Wave Propagation Identification of Viscoelastic and Metallic Mechanical Metamaterials
Abstract
Mechanical Metamaterials (MMs) are artificially engineered composites which have unconventional mechanical properties that stem from their microstructural geometry rather than from their chemical composition. Several studies have shown the effectiveness of viscoelastic MMs in vibration attenuation due to their inherent vibration dissipation properties. This study investigates different metamaterial wave transmission properties, namely viscoelastic phononic crystals and plates with locally resonant zigzags, hence giving rise to the two MMs vibration attenuation phenomena called Bragg scattering and local resonance. First, an analytical dispersion relation of an arbitrary multilayered crystal using the transfer matrix method was investigated.
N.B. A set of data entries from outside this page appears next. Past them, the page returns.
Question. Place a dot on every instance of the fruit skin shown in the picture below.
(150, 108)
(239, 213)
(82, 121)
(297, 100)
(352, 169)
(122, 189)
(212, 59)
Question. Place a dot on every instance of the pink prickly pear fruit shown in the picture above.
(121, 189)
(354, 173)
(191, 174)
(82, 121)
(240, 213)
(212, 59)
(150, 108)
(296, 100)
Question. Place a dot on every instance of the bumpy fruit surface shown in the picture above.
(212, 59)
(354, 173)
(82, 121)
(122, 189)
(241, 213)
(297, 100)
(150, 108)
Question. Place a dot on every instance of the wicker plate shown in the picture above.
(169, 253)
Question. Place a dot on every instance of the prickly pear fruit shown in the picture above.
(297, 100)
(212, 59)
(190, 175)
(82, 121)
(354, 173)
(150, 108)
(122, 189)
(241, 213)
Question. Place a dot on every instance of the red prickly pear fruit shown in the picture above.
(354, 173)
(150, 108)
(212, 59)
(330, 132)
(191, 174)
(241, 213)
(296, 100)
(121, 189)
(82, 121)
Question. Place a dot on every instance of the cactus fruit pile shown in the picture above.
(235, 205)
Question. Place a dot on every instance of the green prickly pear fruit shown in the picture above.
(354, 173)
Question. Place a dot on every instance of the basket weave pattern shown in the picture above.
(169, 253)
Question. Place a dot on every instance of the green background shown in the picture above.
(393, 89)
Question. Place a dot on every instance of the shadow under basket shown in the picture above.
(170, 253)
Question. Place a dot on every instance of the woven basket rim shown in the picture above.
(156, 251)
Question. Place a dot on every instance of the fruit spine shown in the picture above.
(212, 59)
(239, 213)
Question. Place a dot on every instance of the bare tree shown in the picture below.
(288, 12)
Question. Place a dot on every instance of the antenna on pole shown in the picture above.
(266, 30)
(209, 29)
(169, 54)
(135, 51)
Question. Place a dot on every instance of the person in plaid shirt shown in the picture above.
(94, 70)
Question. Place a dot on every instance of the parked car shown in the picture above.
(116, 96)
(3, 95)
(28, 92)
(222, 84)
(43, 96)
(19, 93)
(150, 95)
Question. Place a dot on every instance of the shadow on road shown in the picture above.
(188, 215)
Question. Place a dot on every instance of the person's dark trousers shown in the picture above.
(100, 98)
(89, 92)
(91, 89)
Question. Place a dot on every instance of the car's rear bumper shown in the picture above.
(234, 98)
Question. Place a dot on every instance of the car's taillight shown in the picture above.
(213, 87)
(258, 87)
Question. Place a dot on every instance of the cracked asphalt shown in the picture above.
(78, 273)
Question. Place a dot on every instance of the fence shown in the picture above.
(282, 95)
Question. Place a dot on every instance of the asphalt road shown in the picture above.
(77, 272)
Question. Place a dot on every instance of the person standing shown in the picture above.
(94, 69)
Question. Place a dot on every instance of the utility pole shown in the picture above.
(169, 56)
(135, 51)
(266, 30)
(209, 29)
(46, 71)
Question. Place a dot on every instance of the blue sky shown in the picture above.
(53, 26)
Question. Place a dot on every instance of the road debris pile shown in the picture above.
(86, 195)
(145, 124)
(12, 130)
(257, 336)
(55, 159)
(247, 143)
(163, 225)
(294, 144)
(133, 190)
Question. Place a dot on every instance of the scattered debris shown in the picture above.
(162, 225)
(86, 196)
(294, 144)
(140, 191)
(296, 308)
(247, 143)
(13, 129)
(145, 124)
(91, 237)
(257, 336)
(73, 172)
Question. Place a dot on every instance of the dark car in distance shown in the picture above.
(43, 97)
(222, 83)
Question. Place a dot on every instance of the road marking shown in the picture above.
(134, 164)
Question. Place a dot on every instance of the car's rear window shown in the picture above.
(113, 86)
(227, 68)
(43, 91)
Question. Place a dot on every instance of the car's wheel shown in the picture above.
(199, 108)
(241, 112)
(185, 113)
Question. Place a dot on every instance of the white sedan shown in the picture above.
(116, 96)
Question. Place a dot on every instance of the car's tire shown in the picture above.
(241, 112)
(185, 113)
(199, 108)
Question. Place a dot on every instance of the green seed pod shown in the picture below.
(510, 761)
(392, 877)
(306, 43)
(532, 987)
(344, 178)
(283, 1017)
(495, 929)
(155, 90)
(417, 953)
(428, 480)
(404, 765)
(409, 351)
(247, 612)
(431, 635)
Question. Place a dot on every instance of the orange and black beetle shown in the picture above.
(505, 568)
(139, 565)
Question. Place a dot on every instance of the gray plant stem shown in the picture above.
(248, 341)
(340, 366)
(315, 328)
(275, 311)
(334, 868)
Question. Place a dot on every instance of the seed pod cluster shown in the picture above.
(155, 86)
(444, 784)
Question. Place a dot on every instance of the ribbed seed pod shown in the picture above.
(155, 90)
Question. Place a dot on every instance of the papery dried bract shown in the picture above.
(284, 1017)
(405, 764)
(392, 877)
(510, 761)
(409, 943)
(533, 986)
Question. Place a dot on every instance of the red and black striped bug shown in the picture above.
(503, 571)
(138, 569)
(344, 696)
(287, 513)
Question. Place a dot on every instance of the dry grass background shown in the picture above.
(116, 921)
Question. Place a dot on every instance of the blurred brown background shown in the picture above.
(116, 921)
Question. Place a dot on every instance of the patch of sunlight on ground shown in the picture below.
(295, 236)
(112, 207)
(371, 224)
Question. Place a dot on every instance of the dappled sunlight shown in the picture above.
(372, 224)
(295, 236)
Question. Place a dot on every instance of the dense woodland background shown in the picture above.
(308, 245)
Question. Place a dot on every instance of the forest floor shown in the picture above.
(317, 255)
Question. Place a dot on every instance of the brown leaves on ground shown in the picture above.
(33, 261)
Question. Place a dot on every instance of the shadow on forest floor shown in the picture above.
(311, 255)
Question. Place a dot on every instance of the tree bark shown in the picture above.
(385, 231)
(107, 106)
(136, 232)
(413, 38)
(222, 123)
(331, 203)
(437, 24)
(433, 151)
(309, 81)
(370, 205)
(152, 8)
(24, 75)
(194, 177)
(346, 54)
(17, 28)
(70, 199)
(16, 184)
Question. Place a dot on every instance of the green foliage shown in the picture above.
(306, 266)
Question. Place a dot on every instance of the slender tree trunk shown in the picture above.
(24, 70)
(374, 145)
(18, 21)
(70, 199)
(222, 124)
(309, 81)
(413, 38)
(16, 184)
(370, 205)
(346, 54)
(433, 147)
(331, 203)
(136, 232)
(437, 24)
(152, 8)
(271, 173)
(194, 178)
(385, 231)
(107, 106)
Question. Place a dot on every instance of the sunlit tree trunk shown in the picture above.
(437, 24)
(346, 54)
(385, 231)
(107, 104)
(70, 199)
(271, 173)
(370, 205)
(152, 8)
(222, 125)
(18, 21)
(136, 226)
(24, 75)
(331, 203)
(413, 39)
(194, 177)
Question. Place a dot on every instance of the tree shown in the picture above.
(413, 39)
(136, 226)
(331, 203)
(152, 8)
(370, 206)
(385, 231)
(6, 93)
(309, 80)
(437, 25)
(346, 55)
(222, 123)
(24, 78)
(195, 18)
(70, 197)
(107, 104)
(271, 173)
The analytical results from this computation served as a topology design tool for bilayered phononic crystals later in the study. Second, a multi-objective optimization was introduced to find the viscoelastic phononic crystal with the lowest vibration transmission in a targeted frequency range. Another objective was optimization of the phononic crystal mass since inertia correlates with vibration attenuation. Experimental testing and finite element analysis were used to support the optimization procedure. An electrodynamic shaker was used to measure the vibration transmission of the three control specimens and the optimal specimen in the frequency range of 1 to 1200Hz.